Ces mêmes experts ont également réussi, dans certains cas, à isoler des adresses internet utilisées par Pegasus pour communiquer avec l'extérieur. Il s'est avéré que toutes ces adresses, récupérées par les experts, ces trois dernières années, présentent d'importantes similitudes, preuves de l'activité d'un seul et même logiciel espion.

Pour s'introduire sur un iPhone, Pegasus a utilisé une faille logicielle dans l'application iMessage. «Pour l'exploiter, l'infrastructure technique du client de NSO Group -l'entreprise à l'origine du logiciel espion Pegasus- «contacte» l'appareil ciblé comme s'il voulait lui envoyer un iMessage. On trouve donc sur les appareils infectés la trace de ce contact ainsi que le compte Apple -une adresse e-mail- utilisée pour ce faire par le client de Pegasus», a souligné Le Monde.

«Le Maroc était bel et bien client de Pegasus»

Revenant sur des cas d'espionnage par le Maroc via le logiciel Pegasus découverts en 2019, l'article cite l'affaire Omar Radi, journaliste critique d'El Makhzen, Joseph Breham, un avocat ayant travaillé sur le Sahara Occidental et Lenaïg Bredoux, journaliste à Mediapart, auteur de plusieurs enquêtes sur les services de renseignements marocains.

«Pour les attaques documentées en 2019, le compte iCloud bergers.o79@gmail.com a été retrouvé sur les téléphones du journaliste Omar Radi, de Joseph Breham, avocat ayant travaillé sur le Sahara occidental, d'un autre avocat spécialiste des droits de l'homme qui veut rester anonyme et de la journaliste de Mediapart Lenaïg Bredoux, qui a consacré des enquêtes au patron du renseignement marocain, Abdellatif Hammouchi.
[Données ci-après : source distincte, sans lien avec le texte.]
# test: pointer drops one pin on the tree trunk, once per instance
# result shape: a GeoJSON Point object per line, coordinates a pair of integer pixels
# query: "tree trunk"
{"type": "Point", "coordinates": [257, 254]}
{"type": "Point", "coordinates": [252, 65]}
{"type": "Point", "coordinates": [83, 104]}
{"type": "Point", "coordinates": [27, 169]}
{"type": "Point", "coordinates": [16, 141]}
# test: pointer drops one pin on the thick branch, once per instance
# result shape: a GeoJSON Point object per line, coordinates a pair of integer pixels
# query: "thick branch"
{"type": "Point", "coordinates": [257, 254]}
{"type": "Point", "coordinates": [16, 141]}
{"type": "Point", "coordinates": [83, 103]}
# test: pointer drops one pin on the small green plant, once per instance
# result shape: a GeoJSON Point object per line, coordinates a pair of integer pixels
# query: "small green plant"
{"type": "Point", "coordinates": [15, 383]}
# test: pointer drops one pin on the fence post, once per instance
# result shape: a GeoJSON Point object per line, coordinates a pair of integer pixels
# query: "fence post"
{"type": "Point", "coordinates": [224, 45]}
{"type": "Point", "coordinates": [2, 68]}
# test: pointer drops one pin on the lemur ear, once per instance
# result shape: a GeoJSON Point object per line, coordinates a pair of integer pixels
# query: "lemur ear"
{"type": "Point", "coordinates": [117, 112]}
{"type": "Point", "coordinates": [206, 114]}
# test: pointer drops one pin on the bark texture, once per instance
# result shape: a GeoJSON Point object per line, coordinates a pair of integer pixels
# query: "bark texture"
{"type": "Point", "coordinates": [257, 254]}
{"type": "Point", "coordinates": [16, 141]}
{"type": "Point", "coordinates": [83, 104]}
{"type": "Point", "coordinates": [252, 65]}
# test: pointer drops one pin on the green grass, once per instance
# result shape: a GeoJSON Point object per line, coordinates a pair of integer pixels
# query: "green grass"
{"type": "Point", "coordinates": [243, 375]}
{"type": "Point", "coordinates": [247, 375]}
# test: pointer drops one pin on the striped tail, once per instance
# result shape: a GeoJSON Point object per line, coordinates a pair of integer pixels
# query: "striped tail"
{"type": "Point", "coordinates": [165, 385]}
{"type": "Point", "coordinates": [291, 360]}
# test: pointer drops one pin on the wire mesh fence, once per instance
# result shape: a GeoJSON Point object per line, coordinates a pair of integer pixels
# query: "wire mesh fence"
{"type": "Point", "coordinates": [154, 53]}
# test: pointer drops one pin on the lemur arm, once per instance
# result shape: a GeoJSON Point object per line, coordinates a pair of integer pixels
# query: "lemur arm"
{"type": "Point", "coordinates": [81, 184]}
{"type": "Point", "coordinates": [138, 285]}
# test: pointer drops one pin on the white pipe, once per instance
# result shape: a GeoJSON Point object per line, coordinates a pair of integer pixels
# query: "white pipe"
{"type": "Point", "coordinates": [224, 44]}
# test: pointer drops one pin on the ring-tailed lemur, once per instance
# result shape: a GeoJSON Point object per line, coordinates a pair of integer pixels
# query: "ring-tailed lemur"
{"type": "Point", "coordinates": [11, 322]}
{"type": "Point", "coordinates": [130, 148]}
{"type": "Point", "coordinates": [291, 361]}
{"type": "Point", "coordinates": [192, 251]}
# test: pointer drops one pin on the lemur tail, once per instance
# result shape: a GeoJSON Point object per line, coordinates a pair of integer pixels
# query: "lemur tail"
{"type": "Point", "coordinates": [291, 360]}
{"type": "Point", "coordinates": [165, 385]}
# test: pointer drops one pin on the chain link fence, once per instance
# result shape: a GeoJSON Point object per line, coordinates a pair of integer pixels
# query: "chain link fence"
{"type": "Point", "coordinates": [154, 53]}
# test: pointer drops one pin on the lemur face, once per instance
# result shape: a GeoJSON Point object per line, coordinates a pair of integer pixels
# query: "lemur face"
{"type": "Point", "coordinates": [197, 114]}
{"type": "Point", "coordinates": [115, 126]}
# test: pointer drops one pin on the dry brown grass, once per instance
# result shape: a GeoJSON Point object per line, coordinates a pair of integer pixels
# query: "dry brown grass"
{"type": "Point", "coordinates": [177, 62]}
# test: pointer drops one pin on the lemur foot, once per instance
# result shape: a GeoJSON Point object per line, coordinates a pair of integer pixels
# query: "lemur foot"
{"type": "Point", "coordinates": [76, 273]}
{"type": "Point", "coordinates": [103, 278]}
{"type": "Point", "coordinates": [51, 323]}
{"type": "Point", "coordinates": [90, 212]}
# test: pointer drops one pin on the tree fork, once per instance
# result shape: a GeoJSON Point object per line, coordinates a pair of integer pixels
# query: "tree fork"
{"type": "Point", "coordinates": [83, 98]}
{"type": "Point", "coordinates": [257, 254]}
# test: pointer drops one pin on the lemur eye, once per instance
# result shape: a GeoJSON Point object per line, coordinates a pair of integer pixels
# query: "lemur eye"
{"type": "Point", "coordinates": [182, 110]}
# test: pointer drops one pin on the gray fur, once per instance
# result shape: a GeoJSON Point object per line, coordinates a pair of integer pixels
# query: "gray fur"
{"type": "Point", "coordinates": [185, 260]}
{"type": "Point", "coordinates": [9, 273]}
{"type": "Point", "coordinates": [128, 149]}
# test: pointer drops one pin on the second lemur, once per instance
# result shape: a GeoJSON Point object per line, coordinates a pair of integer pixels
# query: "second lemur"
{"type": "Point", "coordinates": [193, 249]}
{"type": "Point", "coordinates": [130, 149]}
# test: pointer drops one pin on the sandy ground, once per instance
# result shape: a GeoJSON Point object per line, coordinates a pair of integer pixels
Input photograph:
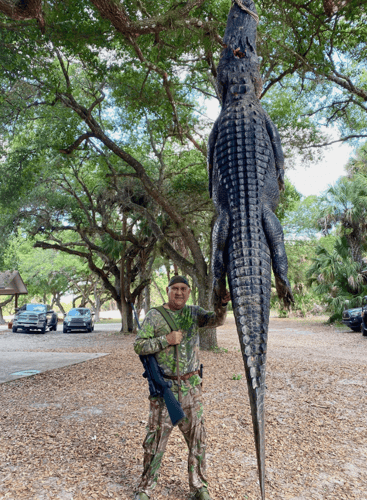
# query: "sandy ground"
{"type": "Point", "coordinates": [76, 433]}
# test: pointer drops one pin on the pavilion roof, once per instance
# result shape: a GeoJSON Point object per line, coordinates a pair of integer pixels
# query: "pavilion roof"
{"type": "Point", "coordinates": [11, 283]}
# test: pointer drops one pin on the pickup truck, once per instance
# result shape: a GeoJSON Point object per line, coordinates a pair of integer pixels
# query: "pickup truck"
{"type": "Point", "coordinates": [34, 317]}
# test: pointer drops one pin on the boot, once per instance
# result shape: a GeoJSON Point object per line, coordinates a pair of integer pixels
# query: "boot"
{"type": "Point", "coordinates": [141, 496]}
{"type": "Point", "coordinates": [202, 494]}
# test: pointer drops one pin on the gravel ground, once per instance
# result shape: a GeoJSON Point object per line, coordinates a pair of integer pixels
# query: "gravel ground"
{"type": "Point", "coordinates": [76, 433]}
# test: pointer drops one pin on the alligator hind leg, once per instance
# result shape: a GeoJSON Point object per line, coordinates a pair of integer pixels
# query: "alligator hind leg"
{"type": "Point", "coordinates": [219, 265]}
{"type": "Point", "coordinates": [274, 235]}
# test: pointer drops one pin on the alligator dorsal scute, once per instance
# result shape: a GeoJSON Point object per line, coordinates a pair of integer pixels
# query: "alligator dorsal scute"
{"type": "Point", "coordinates": [245, 166]}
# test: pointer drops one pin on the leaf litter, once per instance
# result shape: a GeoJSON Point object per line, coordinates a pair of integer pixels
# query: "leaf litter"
{"type": "Point", "coordinates": [76, 433]}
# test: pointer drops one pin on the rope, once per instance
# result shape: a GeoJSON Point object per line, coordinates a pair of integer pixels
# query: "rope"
{"type": "Point", "coordinates": [252, 14]}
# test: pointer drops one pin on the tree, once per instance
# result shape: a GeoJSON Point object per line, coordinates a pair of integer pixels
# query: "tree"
{"type": "Point", "coordinates": [112, 78]}
{"type": "Point", "coordinates": [345, 205]}
{"type": "Point", "coordinates": [337, 277]}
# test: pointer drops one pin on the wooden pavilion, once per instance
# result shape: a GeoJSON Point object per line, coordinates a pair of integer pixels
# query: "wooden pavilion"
{"type": "Point", "coordinates": [11, 283]}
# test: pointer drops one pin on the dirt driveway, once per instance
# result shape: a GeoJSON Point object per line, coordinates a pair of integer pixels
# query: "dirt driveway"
{"type": "Point", "coordinates": [76, 433]}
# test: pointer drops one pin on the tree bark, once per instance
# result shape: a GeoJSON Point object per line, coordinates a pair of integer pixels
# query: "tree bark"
{"type": "Point", "coordinates": [208, 336]}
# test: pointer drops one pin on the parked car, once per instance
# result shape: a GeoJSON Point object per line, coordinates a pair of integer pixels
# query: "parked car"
{"type": "Point", "coordinates": [356, 318]}
{"type": "Point", "coordinates": [79, 318]}
{"type": "Point", "coordinates": [34, 317]}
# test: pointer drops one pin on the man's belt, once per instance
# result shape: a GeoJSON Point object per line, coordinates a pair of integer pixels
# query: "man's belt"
{"type": "Point", "coordinates": [183, 377]}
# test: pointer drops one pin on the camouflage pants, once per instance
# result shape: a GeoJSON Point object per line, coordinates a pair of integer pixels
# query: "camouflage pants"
{"type": "Point", "coordinates": [159, 429]}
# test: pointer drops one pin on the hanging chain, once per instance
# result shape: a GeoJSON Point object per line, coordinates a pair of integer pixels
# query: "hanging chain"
{"type": "Point", "coordinates": [252, 14]}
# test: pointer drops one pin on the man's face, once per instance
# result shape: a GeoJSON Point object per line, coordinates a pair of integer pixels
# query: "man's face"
{"type": "Point", "coordinates": [178, 295]}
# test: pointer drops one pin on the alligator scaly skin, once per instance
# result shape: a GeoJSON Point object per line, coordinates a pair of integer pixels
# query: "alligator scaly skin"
{"type": "Point", "coordinates": [245, 162]}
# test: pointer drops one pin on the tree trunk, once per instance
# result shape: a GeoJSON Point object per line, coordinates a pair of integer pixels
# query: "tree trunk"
{"type": "Point", "coordinates": [97, 304]}
{"type": "Point", "coordinates": [57, 300]}
{"type": "Point", "coordinates": [146, 299]}
{"type": "Point", "coordinates": [355, 247]}
{"type": "Point", "coordinates": [208, 336]}
{"type": "Point", "coordinates": [158, 290]}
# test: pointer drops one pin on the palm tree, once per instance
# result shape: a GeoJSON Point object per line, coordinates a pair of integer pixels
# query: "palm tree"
{"type": "Point", "coordinates": [345, 205]}
{"type": "Point", "coordinates": [337, 277]}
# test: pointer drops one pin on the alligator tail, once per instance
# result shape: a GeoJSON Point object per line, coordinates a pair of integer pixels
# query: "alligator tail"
{"type": "Point", "coordinates": [249, 277]}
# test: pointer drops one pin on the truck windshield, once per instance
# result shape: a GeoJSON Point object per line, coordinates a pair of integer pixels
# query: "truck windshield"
{"type": "Point", "coordinates": [36, 307]}
{"type": "Point", "coordinates": [79, 312]}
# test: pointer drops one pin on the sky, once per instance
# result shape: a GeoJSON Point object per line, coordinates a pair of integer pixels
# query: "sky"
{"type": "Point", "coordinates": [317, 177]}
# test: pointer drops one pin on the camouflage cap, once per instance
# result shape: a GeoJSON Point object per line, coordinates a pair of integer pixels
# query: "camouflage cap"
{"type": "Point", "coordinates": [178, 279]}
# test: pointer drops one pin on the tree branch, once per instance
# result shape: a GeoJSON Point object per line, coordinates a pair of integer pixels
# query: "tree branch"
{"type": "Point", "coordinates": [76, 144]}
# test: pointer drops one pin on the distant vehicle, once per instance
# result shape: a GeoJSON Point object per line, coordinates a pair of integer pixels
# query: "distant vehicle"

Ce compte Apple est propre à chaque client de NSO. On trouve ainsi des traces d'un autre compte Apple chez les journalistes hongrois infectés par Pegasus et un troisième compte chez les victimes indiennes», écrit Le Monde.

Concernant le gouvernement français, le journal Le Monde précise qu»'il a pu faire analyser par Amnesty International le téléphone de l'ancien ministre de l'Ecologie, François de Rugy, ciblé au même moment que le reste de ses collègues d'alors : c'est le compte « bergers.o79 » qui apparaît.

Dans le cas du téléphone du président Emmanuel Macron, le journal affirme qu'«une analyse n'a pas été possible», ajoutant que le téléphone de «l'ex-parlementaire Leïla Aïchi, sélectionnée comme une cible potentielle très peu de temps avant Emmanuel Macron, présente aussi des traces de bergers.o79».

«Pour les activités plus récentes de Pegasus en France», l'article relève que «le compte «bergers.o79» disparaît totalement, remplacé par un autre probablement, car le logiciel espion a fait évoluer sa technique et utilise alors une autre faille de iMessage, à savoir linakeller 2203[@]gmail.com retrouvée en juillet sur les téléphones de beaucoup de personnalités et journalistes».

Pour Le Monde, «les numéros correspondant aux téléphones ciblés en France figurent parmi une liste de cibles potentielles coïncidant avec les priorités géostratégiques du Maroc».

«Selon nos informations, plusieurs services de l'Etat en France ont acquis la conviction que le Maroc était bel et bien client de Pegasus», ajoute la publication.

«En outre, le Citizen Lab de l'université de Toronto, en se basant sur les traces techniques laissées sur Internet par chaque logiciel espion lorsqu'il communique avec son serveur de commande, avait identifié, dès 2018, un client de Pegasus au sein de l'appareil sécuritaire marocain ciblant en majorité des numéros marocains mais aussi français et algériens», précise encore le journal.